While Lemmy as a system might be exempt, anyone running Lemmy for sure isn't, as long as it regularly processes data of EU citizens, which it does.
As for the devs, the gdpr does require privacy by design. One could argue the Devs themselves aren't running it at all, so their software doesn't have to adhere to it, but individual instance hosts could still be hit with fines for running it as is.
thank you for the correction
There are some great replies here
I think it's also worth putting in extra effort to educate users so they know early and not when they're expecting otherwise. The system has a benefit, and it'll be smoother if users aren't surprised
Data deletion and public vote records are the two big things that come to mind
"It's on the server admin to do the literally impossible."
No. I think we mostly want federating instances to respect delete requests. But only the instance actually contacted has any onus to delete on their own instance and maybe, maybe try to send requests to delete elsewhere.
There's no way there's an expectation that the originating instance has a legal requirement to remove it from anywhere else.
It is impossible. Flatly impossible. Because you cannot see if they've really deleted it or not.
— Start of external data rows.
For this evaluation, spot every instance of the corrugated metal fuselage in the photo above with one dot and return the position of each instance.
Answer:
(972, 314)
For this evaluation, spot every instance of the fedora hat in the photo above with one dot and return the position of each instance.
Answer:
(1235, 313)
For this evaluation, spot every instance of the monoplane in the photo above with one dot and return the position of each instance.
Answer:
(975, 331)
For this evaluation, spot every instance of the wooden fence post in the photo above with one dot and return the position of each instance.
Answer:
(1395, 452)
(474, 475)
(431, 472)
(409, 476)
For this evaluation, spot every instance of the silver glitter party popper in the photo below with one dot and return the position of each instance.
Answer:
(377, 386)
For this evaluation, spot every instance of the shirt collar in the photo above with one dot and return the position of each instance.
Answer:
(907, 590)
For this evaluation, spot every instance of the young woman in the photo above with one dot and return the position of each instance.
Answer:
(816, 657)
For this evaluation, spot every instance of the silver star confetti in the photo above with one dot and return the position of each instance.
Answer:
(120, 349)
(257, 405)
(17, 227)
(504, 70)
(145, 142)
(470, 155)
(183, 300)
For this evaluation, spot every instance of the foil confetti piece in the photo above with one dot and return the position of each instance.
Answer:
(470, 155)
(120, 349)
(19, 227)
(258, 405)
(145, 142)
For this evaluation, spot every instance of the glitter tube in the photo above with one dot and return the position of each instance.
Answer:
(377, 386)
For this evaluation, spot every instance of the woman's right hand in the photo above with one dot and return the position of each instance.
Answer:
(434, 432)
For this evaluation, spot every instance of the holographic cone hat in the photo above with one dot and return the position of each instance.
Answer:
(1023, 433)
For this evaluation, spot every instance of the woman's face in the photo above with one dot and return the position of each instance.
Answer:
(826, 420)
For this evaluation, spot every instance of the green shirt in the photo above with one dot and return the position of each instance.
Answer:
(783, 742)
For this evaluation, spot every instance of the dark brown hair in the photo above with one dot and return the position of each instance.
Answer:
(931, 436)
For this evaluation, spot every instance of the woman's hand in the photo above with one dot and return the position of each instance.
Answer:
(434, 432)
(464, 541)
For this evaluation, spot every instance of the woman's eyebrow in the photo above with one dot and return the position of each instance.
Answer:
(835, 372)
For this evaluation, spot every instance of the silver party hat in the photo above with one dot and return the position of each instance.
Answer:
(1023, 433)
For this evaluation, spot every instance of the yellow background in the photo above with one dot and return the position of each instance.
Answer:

You can rely on a "data processing agreement" which, together with $50, will buy you a small cup of coffee at Starbucks.
I federate with you here from China. I will agree to anything you like. And I will just attach an array of 16×16TB hard drives to slurp up all the data you send me. How will you know this is happening?
You can't. It is impossible for you to know until it's too late and I've used it for whatever purpose profits me.
An individual server admin can only ensure the data's existence or lack thereof on their own server. Anything else presumes (rather stupidly) that bad faith actors don't exist.